In no particular order:

  1. Concise and clear code- easy to follow and potentially modify. Bonus points for good use of functions for DRY-ness (not needed if repetition is kept to a minimum in other ways)
  2. Reasonably performant code- doesn’t require excess computation or memory given what it achieves
  3. Resourceful use of libraries and tools (e.g caret for grid search or seaborn for graphs)- uses the right tools for job and minimizes reinvention of existing functions
  4. Notes or comments in code when needed or helpful
  5. Runs basic profiles and sanity-checks on the data (e.g. counts, duplicates, min and max)
  6. Explores relationships in the data
  7. Gets the most out of the data available- uses what’s “free” and engineers more and better features; uses features intelligently (e.g. store_id should be a factor, not an integer)
  8. Demonstrates understanding of the particulars of the approach they are taking- e.g. knows what to do in order to improve the kind of model they are using (e.g. handling the bias/variance tradeoff via tweaking interaction depth limits in a tree-based model, or handling outliers carefully and doing some form of variable selection in a linear model)
  9. Shows some tendency toward simplicity where complexity is not clearly a potential help
  10. Efficiency and/or comprehensiveness of search in the modeling path- either good insight-driven search or thoughtfully-tuned grid-based search of hyperparameters could demonstrate this
  11. Uses training, cross-validation and test sets appropriately (bonus points for time-based split, bonus points for having a “test” group that is not part of cross-validation for evaluating the final model)
  12. Tries more than one thing- pursues the best possible outcome in some way (with different models or feature selection or feature engineering, etc)
  13. Uses a reasonable quality measure and seems to know what it means
  14. Doesn’t make any amateur-ish or seriously damaging errors
  15. Reflects on what they’ve learned at the end- is this model any good?
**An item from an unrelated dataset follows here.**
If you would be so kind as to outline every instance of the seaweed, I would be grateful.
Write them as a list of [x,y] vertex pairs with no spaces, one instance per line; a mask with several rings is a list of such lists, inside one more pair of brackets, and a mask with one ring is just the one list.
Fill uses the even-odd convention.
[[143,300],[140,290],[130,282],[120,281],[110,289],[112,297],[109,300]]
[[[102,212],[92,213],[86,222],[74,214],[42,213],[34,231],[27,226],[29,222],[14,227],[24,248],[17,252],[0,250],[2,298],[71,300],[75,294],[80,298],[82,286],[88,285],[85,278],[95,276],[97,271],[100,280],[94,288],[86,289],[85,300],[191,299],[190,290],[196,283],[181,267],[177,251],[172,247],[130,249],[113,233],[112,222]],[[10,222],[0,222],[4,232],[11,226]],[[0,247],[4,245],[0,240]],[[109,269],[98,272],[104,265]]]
What do we now know about the problem? Was it the right model for the problem?
  16. Has good idea for what next steps would be given more time
  17. Articulates thinking and takeaways clearly for the reader- e.g. translating MSE into average error in minutes… bonus points for relevant graphs or tables

Short version- skills and tendencies demonstrated:

  • Analytical curiosity (reasonable amount of exploration and insight)
  • Careful execution (avoids errors or sloppiness)
  • Modeling skill (uses selected modeling approach effectively)
  • Coding proficiency (concise and clear and uses best tools)
  • Communication (articulates approach and findings effectively enough for collaboration)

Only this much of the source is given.